Senegalese authorities have charged that many Senegalese asylum seekers in Guinea-Bissau were actually rebels who used refugee sites for food, protection, and recruitment of new combatants. Guinea-Bissau's government cracked down on alleged insurgents living in refugee zones during 2000. Authorities arrested 300 men for allegedly planning an armed raid into Senegal.

Uprooted Populations Return Home

Political violence in 1998 killed an estimated 2,000 people and forced about one-third of the country's 1 million people to flee their homes. Although most uprooted families returned home during 1999, some 50,000 residents remained internally displaced at the beginning of 2000, and up to 5,000 were refugees in neighboring countries.

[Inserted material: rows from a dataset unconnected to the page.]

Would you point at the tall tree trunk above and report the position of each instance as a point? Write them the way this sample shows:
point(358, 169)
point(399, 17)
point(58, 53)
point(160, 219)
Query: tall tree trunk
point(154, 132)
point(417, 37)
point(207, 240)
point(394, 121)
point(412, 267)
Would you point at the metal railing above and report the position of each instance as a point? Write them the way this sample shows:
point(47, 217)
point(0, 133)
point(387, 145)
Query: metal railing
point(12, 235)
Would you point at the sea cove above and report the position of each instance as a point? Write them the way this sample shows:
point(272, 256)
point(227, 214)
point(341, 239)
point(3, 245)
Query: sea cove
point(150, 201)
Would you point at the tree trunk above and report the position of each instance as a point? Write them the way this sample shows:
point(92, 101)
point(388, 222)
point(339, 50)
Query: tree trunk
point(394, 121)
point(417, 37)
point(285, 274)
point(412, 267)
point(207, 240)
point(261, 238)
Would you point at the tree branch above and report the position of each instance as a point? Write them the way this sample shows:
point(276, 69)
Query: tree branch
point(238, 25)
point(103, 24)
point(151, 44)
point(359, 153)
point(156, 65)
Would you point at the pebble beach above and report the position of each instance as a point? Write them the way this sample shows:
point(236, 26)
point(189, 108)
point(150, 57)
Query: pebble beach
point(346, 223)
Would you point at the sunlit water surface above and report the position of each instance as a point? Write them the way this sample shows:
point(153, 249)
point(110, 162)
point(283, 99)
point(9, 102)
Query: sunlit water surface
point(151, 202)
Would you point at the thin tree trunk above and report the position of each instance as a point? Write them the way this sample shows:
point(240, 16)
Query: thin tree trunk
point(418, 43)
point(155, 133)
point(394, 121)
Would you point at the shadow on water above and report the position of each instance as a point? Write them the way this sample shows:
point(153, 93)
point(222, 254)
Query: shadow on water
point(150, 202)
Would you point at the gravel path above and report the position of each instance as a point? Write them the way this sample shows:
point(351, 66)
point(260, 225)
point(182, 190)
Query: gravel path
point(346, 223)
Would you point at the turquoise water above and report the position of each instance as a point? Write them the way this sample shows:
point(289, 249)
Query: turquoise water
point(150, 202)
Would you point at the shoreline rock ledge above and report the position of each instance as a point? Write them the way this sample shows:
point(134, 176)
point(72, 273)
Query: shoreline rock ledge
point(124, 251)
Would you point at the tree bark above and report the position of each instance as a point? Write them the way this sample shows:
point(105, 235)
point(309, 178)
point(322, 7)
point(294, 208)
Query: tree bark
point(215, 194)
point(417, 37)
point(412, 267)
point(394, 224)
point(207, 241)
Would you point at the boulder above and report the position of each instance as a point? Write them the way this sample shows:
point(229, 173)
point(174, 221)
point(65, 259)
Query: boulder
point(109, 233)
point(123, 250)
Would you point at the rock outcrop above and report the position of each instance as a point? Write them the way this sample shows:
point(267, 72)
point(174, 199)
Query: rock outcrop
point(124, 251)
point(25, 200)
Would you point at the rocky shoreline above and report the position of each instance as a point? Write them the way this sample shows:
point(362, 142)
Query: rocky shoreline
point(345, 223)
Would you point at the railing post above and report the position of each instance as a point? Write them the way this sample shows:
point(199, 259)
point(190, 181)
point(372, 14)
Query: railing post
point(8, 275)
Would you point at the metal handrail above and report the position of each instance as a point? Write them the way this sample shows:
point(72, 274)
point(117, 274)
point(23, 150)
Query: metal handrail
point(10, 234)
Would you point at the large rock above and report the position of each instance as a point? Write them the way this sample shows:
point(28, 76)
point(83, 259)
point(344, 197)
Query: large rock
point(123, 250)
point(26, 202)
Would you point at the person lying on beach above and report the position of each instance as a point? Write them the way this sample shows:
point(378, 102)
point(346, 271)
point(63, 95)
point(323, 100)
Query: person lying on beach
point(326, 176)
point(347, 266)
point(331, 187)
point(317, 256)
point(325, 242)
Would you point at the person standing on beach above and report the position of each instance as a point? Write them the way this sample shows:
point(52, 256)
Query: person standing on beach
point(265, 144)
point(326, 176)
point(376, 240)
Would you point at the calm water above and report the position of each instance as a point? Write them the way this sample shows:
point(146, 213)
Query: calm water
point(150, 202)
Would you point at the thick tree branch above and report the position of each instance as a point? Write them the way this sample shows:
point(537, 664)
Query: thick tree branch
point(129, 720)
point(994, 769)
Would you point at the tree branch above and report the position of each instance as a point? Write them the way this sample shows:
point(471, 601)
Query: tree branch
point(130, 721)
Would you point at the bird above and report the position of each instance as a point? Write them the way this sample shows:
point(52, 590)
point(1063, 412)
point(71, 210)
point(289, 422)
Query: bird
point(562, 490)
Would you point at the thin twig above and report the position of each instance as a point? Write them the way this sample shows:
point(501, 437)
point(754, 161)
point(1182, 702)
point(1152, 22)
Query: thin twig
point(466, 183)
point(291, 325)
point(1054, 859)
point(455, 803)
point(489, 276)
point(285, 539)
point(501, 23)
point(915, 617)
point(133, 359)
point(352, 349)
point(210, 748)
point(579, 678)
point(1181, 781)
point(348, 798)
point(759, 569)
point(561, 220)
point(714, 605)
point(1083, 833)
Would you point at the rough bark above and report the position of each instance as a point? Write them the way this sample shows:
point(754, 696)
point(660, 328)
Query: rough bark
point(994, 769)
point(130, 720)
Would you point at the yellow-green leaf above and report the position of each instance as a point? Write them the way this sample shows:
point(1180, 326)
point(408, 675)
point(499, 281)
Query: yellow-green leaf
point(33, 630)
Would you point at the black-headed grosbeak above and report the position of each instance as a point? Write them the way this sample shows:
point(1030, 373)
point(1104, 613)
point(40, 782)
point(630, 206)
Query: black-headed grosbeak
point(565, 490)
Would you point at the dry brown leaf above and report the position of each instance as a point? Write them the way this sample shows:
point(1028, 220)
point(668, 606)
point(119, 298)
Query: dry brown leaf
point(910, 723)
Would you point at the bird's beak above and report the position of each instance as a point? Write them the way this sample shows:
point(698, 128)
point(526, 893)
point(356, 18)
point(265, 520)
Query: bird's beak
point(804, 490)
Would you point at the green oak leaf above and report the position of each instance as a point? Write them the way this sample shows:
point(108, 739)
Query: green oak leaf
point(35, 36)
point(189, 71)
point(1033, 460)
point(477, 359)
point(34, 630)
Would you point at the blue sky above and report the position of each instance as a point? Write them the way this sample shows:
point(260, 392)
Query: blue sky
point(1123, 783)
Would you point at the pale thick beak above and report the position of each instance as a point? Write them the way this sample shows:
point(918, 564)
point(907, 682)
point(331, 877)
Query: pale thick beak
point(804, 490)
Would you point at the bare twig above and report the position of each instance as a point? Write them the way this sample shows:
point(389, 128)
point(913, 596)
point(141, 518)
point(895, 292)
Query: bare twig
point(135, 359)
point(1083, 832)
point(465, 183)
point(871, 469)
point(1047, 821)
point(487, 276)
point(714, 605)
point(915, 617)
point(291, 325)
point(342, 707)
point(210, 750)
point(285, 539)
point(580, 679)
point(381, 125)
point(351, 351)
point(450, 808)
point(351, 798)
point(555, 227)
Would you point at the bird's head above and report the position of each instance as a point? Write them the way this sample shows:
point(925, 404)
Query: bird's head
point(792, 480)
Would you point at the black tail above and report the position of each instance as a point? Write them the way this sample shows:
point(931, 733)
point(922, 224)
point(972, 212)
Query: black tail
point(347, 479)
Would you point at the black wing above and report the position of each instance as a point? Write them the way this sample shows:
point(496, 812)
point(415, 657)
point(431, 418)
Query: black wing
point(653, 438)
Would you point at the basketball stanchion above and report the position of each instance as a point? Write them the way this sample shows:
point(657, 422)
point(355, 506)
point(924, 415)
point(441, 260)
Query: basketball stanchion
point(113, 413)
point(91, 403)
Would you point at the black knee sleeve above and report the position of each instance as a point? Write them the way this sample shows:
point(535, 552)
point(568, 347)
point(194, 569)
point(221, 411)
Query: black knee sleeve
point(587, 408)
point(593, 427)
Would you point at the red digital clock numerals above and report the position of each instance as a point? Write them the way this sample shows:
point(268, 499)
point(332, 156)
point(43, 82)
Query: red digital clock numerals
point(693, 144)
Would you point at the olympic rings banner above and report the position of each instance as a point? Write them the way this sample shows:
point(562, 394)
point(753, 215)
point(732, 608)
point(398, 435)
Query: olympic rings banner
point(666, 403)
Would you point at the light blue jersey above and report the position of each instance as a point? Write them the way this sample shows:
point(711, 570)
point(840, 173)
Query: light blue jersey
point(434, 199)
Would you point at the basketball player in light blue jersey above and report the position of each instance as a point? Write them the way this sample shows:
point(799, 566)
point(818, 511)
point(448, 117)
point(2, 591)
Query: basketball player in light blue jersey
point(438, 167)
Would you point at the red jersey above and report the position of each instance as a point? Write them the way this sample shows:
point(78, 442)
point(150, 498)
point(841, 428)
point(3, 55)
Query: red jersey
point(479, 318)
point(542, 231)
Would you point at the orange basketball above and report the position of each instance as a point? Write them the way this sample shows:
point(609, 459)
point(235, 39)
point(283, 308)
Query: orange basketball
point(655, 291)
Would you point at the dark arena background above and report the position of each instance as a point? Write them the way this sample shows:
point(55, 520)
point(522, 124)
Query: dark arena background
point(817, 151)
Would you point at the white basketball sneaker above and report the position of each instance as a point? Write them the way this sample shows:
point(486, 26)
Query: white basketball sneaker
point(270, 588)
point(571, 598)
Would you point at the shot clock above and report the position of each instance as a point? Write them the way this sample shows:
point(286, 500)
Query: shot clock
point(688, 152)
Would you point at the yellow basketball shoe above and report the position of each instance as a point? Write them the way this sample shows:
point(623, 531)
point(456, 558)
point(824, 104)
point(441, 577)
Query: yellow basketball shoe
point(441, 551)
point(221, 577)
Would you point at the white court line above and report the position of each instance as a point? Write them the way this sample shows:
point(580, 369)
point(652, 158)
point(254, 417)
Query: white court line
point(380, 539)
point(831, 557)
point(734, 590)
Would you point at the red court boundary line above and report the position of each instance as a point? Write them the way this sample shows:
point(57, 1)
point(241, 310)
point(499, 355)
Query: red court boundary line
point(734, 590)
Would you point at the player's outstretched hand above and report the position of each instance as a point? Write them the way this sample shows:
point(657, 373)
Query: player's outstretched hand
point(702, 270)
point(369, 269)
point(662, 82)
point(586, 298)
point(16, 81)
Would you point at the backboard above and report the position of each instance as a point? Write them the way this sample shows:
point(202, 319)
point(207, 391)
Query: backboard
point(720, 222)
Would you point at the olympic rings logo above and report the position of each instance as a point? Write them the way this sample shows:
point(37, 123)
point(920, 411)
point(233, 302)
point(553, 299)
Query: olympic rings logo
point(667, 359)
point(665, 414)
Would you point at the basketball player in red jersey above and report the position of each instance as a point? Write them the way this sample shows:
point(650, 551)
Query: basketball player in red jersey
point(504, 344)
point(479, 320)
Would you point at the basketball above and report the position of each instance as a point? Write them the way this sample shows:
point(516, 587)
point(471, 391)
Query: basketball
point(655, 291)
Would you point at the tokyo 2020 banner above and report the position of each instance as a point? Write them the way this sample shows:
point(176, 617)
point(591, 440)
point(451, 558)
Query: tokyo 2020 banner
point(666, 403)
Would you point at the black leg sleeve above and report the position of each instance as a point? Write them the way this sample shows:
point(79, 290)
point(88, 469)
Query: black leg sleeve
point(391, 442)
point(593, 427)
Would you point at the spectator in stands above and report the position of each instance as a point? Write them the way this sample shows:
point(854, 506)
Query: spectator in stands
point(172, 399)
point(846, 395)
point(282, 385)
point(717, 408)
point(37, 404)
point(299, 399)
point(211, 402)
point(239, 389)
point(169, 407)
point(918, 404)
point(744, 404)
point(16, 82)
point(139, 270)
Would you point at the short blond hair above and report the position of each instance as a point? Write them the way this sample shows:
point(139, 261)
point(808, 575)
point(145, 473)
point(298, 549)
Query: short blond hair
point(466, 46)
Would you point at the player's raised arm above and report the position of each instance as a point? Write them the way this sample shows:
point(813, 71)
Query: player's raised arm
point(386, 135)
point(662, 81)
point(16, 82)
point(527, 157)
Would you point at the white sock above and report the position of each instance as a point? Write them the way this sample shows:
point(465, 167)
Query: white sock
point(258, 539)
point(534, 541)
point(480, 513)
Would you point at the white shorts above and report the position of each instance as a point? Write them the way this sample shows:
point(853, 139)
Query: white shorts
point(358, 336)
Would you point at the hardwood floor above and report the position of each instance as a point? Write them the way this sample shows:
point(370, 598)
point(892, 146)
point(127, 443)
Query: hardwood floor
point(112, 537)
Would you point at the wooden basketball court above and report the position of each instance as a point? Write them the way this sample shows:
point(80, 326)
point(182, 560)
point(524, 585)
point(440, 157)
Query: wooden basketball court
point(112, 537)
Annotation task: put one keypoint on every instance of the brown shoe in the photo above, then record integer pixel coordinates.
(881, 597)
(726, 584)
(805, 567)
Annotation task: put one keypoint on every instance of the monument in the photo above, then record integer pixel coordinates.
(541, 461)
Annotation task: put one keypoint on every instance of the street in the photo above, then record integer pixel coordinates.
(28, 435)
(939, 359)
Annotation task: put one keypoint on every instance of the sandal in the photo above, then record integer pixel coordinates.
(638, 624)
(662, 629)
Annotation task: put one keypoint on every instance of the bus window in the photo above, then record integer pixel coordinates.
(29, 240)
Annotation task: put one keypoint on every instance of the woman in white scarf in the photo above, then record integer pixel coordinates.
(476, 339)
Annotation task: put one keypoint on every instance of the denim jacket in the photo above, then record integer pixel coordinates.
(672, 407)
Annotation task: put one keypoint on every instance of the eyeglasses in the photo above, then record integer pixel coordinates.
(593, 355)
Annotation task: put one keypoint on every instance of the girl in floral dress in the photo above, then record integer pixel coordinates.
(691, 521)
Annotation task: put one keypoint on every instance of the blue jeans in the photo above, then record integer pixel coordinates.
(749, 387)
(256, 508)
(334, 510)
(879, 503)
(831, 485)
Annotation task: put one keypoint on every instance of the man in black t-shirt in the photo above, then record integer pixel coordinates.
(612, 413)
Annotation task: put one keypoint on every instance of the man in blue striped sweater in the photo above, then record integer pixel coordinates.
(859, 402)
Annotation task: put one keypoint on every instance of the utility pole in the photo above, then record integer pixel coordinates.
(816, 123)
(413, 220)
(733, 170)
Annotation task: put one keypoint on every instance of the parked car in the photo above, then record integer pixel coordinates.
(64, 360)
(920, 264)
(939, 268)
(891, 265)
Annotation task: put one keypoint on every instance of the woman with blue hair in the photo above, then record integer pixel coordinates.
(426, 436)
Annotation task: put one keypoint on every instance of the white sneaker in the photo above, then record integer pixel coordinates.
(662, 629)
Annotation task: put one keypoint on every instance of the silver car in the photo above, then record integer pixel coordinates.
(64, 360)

Guinea-Bissau's uprooted populations largely completed their return home during 2000 as a fragile peace descended on the country. A ruling military junta ceded power to an elected government in February. Lingering tensions between the government and segments of the military erupted into short-lived violence in November, temporarily forcing several thousand people to flee from the capital to nearby villages. The violence abruptly ended, however, and residents rapidly returned to their homes.

In September, the U.S. government ended its program of Temporary Protected Status for citizens of Guinea-Bissau in the United States. "Given the high volume of returns and the relative civic stability evidenced by the successful and peaceful elections, it appears that Guinea-Bissauans can return safely," the U.S. attorney general stated.

Recovery from the country's 1998 violence slowly continued during 2000. The World Food Program provided food to recent returnees in need. UNICEF provided medicines, vaccinations, and repaired hospitals. Humanitarian aid organizations helped reconstruct damaged homes and offered food-for-work programs. The World Bank continued to plan a program to demobilize 10,000 soldiers and reintegrate 16,000 combatants and military veterans to civilian life.

"The overall situation in the country remains worrying," the UN secretary general reported in September. "The ever-present threat of military intervention, the precarious border situation, and the country's chronic poverty make the road ahead difficult. The challenges are formidable, and the new civilian government has neither the means nor the capacity to address them on its own."

The UN report also warned that "tensions along the Guinea-Bissau/Senegal border continue to be cause for concern."